Reviewer #2 (Public Review):

Summary:

This manuscript explores the utility of AlphaFold2 (AF2) and the author's own AF2-RAVE method for drug discovery. As has been observed elsewhere, the predictive power of docking against AF2 structures is quite limited, particularly for proteins like kinases that have non-trivial conformational dynamics. However, using enhanced sampling methods like RAVE to explore beyond AF2 starting structures leads to a significant improvement.

Strengths:

This is a nice demonstration of the utility of the authors' previously published RAVE method.

Weaknesses:

My only concern is the authors' discussion of induced fit. I'm quite confident the structures discussed are present in the absence of ligand binding, consistent with conformational selection. It seems the author's own data also argues for an important role in conformational selection. It would be nice to acknowledge this instead of going along with the common practice in drug discovery of attributing any conformational changes to induced fit without thoughtful consideration of conformational selection.

Reviewer #3 (Public Review):

In this manuscript, the authors aim to enhance AlphaFold2 for protein conformation-selective drug discovery through the integration of AlphaFold2 and physics-based methods, focusing on improving the accuracy of predicting protein structures ensemble and small molecule binding of metastable protein conformations to facilitate targeted drug design.

The major strength of the paper lies in the methodology, which includes the innovative integration of AlphaFold2 with all-atom enhanced sampling molecular dynamics and induced fit docking to produce protein ensembles with structural diversity. Moreover, the generated structures can be used as reliable crystal-like decoys to enrich metastable conformations of holo-like structures. The authors demonstrate the effectiveness of the proposed approach in producing metastable structures of three different protein kinases and perform docking with their type I and II inhibitors. The paper provides strong evidence supporting the potential impact of this technology in drug discovery. However, limitations may exist in the generalizability of the approach across other structures, especially complex structures such as protein-protein or DNA-protein complexes.

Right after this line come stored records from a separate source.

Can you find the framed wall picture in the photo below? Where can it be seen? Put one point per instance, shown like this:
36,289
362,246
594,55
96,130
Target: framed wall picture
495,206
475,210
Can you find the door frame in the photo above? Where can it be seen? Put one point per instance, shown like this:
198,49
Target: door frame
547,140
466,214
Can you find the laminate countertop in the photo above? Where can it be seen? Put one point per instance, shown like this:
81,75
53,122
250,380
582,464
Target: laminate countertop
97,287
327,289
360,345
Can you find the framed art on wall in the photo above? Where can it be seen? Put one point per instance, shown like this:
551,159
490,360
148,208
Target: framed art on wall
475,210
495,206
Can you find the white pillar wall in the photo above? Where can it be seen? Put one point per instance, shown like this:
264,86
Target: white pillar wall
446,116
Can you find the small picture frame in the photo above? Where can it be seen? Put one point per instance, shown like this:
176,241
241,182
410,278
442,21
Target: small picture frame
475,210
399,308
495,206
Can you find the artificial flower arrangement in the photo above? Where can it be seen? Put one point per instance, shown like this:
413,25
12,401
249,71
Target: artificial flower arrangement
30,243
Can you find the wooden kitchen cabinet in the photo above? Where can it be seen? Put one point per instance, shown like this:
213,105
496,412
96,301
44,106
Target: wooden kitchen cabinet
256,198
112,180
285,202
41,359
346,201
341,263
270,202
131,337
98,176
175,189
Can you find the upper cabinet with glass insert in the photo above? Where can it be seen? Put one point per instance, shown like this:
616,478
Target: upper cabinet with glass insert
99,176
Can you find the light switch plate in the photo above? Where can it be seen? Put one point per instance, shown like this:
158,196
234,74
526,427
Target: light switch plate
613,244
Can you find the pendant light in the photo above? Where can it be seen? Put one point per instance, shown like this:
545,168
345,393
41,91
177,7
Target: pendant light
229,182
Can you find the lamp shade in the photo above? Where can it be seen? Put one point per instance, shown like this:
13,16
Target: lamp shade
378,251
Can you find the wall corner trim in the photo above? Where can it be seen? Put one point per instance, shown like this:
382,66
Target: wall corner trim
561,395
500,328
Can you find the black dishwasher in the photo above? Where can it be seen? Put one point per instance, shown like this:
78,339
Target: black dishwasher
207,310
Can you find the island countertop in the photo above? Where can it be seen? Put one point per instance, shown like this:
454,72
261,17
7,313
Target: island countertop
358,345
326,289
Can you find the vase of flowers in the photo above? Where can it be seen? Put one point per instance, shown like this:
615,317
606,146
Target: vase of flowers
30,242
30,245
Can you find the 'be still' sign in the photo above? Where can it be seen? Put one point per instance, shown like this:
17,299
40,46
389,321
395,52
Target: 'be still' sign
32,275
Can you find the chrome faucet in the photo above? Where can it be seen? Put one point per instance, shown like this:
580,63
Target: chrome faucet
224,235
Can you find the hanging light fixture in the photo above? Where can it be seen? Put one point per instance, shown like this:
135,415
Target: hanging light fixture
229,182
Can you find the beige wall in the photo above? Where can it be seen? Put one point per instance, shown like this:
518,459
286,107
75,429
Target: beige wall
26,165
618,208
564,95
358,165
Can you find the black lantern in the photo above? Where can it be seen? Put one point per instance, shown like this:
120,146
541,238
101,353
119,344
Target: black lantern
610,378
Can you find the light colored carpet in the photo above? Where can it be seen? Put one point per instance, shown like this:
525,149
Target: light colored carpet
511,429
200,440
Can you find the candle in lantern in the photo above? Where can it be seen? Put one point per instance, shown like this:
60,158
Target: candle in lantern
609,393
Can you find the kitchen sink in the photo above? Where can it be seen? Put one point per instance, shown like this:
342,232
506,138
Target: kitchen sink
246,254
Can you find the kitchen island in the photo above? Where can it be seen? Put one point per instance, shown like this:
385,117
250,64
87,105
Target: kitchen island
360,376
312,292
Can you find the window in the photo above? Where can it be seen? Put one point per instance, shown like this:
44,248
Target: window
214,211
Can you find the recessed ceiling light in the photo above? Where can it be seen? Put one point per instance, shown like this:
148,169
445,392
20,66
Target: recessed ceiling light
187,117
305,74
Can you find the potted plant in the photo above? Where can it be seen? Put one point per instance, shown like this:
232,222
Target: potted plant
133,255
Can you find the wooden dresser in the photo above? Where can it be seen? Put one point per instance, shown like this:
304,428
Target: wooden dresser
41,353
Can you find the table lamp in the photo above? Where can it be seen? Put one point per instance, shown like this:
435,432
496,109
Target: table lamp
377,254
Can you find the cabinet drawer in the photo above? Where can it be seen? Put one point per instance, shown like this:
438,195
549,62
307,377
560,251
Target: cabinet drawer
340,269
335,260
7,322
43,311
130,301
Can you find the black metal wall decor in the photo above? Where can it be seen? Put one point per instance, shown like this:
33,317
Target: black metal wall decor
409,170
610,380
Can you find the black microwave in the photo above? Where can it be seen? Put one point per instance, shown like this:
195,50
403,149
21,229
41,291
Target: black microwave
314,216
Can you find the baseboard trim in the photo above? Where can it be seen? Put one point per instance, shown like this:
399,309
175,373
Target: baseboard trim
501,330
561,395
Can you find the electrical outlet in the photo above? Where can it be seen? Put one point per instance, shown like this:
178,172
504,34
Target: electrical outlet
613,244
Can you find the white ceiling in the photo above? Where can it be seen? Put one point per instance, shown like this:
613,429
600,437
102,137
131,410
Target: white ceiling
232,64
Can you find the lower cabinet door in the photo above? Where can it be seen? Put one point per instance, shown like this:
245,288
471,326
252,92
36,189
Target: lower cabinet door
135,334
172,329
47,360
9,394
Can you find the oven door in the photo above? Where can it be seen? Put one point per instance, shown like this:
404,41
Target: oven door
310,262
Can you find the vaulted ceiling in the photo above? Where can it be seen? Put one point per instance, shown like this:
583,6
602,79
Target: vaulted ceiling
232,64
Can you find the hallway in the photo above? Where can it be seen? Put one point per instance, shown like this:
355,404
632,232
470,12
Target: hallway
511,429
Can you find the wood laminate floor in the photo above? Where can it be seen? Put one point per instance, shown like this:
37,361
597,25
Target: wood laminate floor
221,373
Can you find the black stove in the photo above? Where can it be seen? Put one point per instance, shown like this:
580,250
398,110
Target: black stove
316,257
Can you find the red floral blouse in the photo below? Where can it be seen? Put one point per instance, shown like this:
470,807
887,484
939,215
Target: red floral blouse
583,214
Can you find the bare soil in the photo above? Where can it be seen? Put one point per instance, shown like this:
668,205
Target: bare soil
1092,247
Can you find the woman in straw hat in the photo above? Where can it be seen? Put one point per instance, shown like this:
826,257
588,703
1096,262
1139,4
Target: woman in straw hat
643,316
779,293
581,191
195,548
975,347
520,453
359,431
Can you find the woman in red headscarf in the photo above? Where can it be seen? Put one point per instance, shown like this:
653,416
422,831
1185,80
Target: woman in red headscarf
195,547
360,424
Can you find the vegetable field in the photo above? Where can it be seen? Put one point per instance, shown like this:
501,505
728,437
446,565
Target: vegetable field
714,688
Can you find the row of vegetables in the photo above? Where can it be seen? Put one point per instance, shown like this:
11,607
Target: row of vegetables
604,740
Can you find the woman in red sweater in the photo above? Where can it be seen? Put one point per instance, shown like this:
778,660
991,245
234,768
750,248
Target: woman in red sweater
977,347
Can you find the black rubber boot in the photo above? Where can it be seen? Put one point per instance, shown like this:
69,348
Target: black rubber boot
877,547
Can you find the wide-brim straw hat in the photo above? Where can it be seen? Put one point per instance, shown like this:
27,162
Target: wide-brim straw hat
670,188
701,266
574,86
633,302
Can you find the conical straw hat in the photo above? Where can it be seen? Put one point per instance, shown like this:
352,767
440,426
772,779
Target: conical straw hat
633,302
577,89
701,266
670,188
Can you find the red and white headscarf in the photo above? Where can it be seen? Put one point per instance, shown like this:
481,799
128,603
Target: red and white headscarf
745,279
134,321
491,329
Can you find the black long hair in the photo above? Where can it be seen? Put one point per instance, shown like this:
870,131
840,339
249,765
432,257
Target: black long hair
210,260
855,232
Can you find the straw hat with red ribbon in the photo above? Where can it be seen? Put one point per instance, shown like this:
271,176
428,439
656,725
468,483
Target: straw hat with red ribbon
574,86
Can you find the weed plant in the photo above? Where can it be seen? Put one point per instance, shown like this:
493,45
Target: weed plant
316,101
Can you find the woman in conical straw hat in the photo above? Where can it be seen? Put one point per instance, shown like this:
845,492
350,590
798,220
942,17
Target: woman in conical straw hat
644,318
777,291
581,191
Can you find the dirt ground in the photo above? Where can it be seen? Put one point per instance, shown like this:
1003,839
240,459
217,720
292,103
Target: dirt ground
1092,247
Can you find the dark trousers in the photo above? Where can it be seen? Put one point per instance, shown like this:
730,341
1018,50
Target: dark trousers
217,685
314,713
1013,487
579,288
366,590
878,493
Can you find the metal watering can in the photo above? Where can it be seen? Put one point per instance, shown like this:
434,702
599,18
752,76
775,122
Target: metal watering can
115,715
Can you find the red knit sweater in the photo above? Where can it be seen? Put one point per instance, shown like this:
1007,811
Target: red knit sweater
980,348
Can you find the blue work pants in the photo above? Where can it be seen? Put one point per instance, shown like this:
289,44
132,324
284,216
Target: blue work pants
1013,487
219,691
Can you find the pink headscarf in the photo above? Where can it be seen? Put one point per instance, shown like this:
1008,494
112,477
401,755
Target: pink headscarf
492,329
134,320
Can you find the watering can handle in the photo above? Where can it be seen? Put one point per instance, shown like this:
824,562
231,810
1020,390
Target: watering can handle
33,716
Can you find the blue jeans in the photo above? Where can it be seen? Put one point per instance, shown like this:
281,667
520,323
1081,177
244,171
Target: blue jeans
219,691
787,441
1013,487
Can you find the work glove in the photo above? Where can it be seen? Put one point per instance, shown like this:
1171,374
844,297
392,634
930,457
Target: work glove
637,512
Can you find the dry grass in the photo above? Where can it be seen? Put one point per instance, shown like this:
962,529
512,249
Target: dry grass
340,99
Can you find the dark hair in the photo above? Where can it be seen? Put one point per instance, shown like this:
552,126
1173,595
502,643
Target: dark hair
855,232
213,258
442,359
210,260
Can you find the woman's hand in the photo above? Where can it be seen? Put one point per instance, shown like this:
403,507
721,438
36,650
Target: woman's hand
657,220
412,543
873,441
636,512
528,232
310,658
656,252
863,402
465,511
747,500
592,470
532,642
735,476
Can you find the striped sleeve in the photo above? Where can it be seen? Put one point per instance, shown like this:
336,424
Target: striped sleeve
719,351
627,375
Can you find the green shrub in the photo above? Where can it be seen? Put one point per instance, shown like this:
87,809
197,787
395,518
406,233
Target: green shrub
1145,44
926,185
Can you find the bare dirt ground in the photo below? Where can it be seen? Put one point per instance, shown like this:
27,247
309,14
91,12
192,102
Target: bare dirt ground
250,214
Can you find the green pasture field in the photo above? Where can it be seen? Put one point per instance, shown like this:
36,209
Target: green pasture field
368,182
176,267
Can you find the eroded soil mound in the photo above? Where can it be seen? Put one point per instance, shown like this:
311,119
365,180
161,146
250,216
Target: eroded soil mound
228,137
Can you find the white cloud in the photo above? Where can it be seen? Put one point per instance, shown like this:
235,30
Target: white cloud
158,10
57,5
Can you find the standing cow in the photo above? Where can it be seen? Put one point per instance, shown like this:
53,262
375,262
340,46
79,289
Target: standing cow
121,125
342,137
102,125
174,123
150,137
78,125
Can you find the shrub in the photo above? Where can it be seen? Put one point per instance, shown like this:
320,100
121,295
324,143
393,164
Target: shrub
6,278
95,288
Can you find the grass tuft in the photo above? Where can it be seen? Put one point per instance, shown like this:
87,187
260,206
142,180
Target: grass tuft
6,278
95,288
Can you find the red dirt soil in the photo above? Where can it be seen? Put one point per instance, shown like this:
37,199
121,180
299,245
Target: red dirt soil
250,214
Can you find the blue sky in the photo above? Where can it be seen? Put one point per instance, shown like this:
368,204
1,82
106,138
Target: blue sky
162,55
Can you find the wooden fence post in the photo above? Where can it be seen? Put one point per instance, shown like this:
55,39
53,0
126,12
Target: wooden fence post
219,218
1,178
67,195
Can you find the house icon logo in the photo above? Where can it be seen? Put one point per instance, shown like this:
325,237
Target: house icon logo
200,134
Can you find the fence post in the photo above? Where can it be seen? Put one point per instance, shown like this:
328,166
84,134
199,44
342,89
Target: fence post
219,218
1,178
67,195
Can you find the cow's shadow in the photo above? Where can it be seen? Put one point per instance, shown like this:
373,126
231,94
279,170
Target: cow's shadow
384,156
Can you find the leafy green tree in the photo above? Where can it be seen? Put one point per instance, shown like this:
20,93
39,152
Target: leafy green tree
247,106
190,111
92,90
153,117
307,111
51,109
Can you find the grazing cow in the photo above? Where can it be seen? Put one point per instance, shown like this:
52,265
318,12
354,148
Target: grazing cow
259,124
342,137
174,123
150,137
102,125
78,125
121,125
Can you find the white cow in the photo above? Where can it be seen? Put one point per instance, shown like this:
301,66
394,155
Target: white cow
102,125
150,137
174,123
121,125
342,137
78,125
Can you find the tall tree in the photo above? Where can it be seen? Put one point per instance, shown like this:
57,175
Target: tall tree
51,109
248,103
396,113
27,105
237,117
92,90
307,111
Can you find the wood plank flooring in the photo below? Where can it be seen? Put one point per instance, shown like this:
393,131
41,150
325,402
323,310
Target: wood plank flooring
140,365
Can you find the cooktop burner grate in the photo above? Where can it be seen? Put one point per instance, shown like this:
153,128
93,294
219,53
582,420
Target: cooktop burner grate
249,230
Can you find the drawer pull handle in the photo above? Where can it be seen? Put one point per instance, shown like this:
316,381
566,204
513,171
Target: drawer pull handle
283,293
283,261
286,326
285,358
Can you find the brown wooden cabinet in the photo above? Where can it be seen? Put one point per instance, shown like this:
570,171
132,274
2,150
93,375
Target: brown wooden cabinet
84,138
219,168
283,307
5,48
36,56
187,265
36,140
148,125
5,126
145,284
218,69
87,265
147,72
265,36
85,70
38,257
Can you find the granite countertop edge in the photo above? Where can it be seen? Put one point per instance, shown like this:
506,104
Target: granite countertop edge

The authors largely achieved their aims by demonstrating that the AF2RAVE-Glide workflow can generate holo-like structure candidates with a 50% successful docking rate for known type II inhibitors. This work is likely to have a significant impact on the field by offering a more precise and efficient method for predicting protein structure ensemble, which is essential for designing targeted drugs. The utility of the integrated AF2RAVE-Glide approach may streamline the drug discovery process, potentially leading to the development of more effective and specific medications for various diseases.